Empathy is not taught to many kids, if they don't learn it or experience it, how can they possibly have empathy for another living thing.  I see so many parents talking disrepectfully to other adults and to their children; how can these kids learn to respect others if they never feel respected or see their parents respect others.  I love the father that smacked his kid after his kid smacked mine and said "we don't hit other people", or the mom who screams at her kid "get you're F***ING A** over here".  The parents who tell their boy that he did a good job beating up "a 'tard" and that "will teach them to put 'tards with regular kids".  Yes, there are studies that show a correlation between violent video games and violence against others, but parents need to be parents. Children are born sociable, lovable, and deserving of respect.

alboe2009

by alboe2009 on 20 August 2011 - 07:08

This topic, in my eyes along with parents parenting, single parents raising kids or both parents working F/T jobs is a major contributing factor to the majority of problems socially and criminally. We are all going to be set in our ways, most of that coming from our upbringings and our parents. Times have changed dramatically even in my lifetime. We talked a little along these lines in other threads; kids not listening to adults, let alone their parents. Teachers, individuals with authority all the way up to a police officer, they're not worried and don't hesitate to be disrespectful to all of them.  Now we are not talking of each and every kid but I will say a good percentage, possibly the majority.

As a former LEO my biggest concern was when other LEOs didn't want to be "bothered" by "arresting" a juvenile. Thinking that it wasn't a real arrest. But in essence if the juvenile wasn't arrested when warranted then he/she "got away" with the crime thus making them think they could do it again, think that they were invincible or untouchable. Now, yes, some were thankful for the discretion or leniency and turned to the good but there are those for ALL the social, etc. reasons that will always walk that path of no good. If that juvenile wasn't arrested and given the oppurtunity to become a better person then when he/she becomes an adult and does a crime then that arrest will be forever or a very long time.

We can all bring up a million instances/examples but one of the biggest examples for me was Columbine. These kids were from wealthy or somewhat wealthy families. Only problem was no adlults were home and if they were they thought their children were "perfect angels" and could never do any wrong. Parents were not aware of what was taking place in their own homes. 

Unfortunately there ARE signs but the parental love blinds them at times. There is a good movie; I think it is "The Four Horsemen" with Dennis Quaid. And he was a police officer. Blind to what his son had become.

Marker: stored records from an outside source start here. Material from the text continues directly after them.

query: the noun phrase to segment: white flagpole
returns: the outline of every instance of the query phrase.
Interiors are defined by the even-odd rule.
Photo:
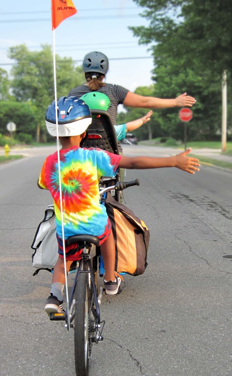
[[[65,288],[66,297],[67,298],[67,312],[68,314],[68,330],[70,327],[70,316],[69,306],[68,292],[68,280],[67,279],[67,269],[66,268],[66,256],[65,255],[65,234],[64,223],[63,217],[63,203],[62,201],[62,190],[61,188],[61,177],[60,176],[60,145],[59,143],[58,115],[57,107],[57,97],[56,95],[56,58],[55,54],[55,31],[53,29],[53,71],[54,73],[54,92],[55,94],[55,105],[56,106],[56,146],[58,156],[58,171],[59,176],[59,186],[60,189],[60,214],[61,214],[61,226],[62,227],[62,238],[63,240],[63,250],[64,263],[65,264]]]

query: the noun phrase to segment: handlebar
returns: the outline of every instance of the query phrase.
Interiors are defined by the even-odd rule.
[[[118,182],[115,185],[107,187],[106,188],[102,190],[100,192],[100,196],[102,196],[106,192],[111,191],[113,189],[115,189],[116,191],[123,191],[124,189],[128,188],[128,187],[133,186],[134,185],[139,185],[140,183],[139,179],[132,180],[130,182]]]
[[[126,133],[126,138],[127,137],[129,137],[130,138],[134,138],[135,136],[132,133]]]

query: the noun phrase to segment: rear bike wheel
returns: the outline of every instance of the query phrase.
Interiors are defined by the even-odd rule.
[[[81,273],[75,292],[74,350],[76,373],[87,376],[89,371],[89,313],[90,305],[89,274]]]

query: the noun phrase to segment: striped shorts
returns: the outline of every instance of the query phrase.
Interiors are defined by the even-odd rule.
[[[108,238],[111,232],[111,223],[108,218],[107,224],[105,226],[103,233],[97,237],[100,241],[99,242],[99,246],[102,244],[107,238]],[[56,238],[58,244],[59,256],[62,258],[63,258],[63,248],[62,238],[60,238],[57,233]],[[73,243],[70,246],[68,246],[68,240],[65,240],[65,247],[66,258],[67,261],[78,261],[81,259],[82,249],[80,248],[77,243]]]

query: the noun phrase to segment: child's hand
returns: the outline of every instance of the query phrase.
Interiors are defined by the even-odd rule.
[[[176,156],[176,163],[175,167],[180,170],[182,170],[187,172],[189,172],[190,174],[194,174],[194,171],[192,170],[195,170],[196,171],[199,171],[199,168],[195,166],[200,166],[198,159],[196,158],[192,158],[191,157],[187,156],[187,155],[191,151],[191,148],[186,150],[185,152],[181,153],[179,154],[178,154]]]
[[[143,122],[143,124],[145,124],[145,123],[146,123],[147,121],[148,121],[148,120],[150,120],[150,118],[152,114],[152,111],[149,111],[149,112],[148,112],[146,115],[145,115],[145,116],[144,116],[142,118],[142,121]]]

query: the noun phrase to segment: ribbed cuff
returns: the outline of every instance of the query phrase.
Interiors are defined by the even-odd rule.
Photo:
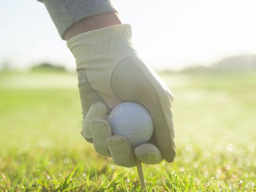
[[[69,39],[67,45],[75,58],[77,69],[86,69],[95,61],[107,62],[137,55],[131,35],[130,25],[119,24],[81,33]]]
[[[83,18],[107,12],[117,12],[111,0],[39,0],[45,3],[59,35]]]

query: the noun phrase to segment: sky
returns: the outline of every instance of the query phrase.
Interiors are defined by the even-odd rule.
[[[156,70],[209,65],[226,57],[256,54],[255,0],[113,0],[133,27],[141,57]],[[0,2],[0,68],[26,70],[43,62],[75,69],[44,5]]]

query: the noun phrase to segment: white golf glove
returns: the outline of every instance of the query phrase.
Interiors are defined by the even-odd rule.
[[[173,95],[133,48],[129,25],[118,25],[77,35],[67,41],[76,59],[83,114],[82,134],[96,151],[119,166],[167,162],[175,155],[171,107]],[[112,135],[107,116],[118,104],[144,106],[154,123],[147,143],[131,149],[126,138]]]

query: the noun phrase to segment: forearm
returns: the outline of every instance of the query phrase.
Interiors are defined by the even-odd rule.
[[[85,25],[90,23],[93,21],[95,22],[95,19],[83,19],[79,25],[77,25],[76,23],[81,19],[106,13],[117,12],[110,0],[39,0],[39,1],[45,4],[63,39],[69,38],[70,36],[74,35],[74,34],[80,33],[81,31],[82,33],[85,32],[90,29],[93,30],[94,29],[93,28],[95,27],[95,26],[89,27],[87,25],[86,27],[87,28],[85,27]],[[113,14],[108,15],[109,18],[111,17],[114,17]],[[99,20],[99,18],[97,18],[96,19]],[[114,21],[117,21],[117,18],[115,19]],[[102,23],[99,24],[99,26],[104,25]],[[75,26],[75,30],[71,31],[69,30],[66,35],[66,31],[71,26]],[[78,26],[80,27],[81,26],[83,26],[83,28],[78,29]]]

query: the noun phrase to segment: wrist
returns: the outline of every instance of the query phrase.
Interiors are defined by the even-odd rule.
[[[108,12],[84,18],[67,29],[64,34],[64,38],[67,41],[81,33],[121,23],[118,14],[115,12]]]

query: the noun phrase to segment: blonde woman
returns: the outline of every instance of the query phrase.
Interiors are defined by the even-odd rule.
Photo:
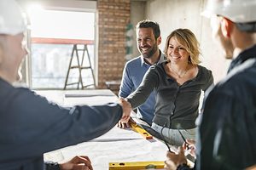
[[[168,36],[165,54],[167,61],[151,66],[141,85],[126,99],[135,109],[154,91],[151,127],[169,144],[182,145],[181,133],[185,139],[195,139],[200,96],[213,83],[213,76],[211,71],[199,65],[199,42],[189,29],[177,29]]]

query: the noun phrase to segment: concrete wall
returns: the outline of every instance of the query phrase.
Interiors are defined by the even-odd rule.
[[[200,14],[204,8],[205,2],[205,0],[148,0],[144,2],[144,19],[155,20],[160,24],[163,40],[160,47],[162,50],[171,31],[177,28],[190,29],[201,43],[201,65],[212,71],[217,82],[226,74],[229,61],[224,60],[221,48],[212,38],[209,20]]]

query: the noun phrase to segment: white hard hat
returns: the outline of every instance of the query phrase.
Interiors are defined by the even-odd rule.
[[[0,0],[0,34],[16,35],[26,31],[25,17],[15,0]]]
[[[219,14],[236,23],[256,21],[256,0],[207,0],[205,16]]]

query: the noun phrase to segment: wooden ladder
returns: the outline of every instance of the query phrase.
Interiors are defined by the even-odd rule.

We didn't have those videos and our childhoods were much more productive. Yes, some of the vidoe games are great in the grooming for the IT world etc., etc. but IMO the violent ones serve no positive purpose. The studies, cases, experiences of say: the kid that is killing the neighborhood cats and dogs, the kid that is always starting fires, the kisd that is torturing animals and creatures. The majority has been proven that all the signals, red flags were there the entire time but either nobody noticed, parents said it was just a phase and so on. 

    

vonissk

by vonissk on 23 August 2011 - 13:08

I agree with Kim and Alboe. Case in point. This morning it told on the news of a 13 yr old boy who was arrested in OK City for killing his 9 month old sister. He was babysitting her, and she fell and started crying. which distracted him. When his man in the video game he was playing got killed, he became angry and frustrated with her and picked her up and shook her. She was taken to the hospital the 16th and died a few days later. Children's Hospital staff told police she suffered a severe brain injury and skull fracture.
http://www.kfor.com/news/local/kfor-teenager-arrested-for-murder-of-infant-sister-20110822,0,3578988.story
I don't have any small kids or grandkids but if I did I guarantee you they wouldn't play any violent video games. Maybe I would be the most boring grandma in town buit oh well. Just my take and the above is a very sad story. Poor parents losing both their children.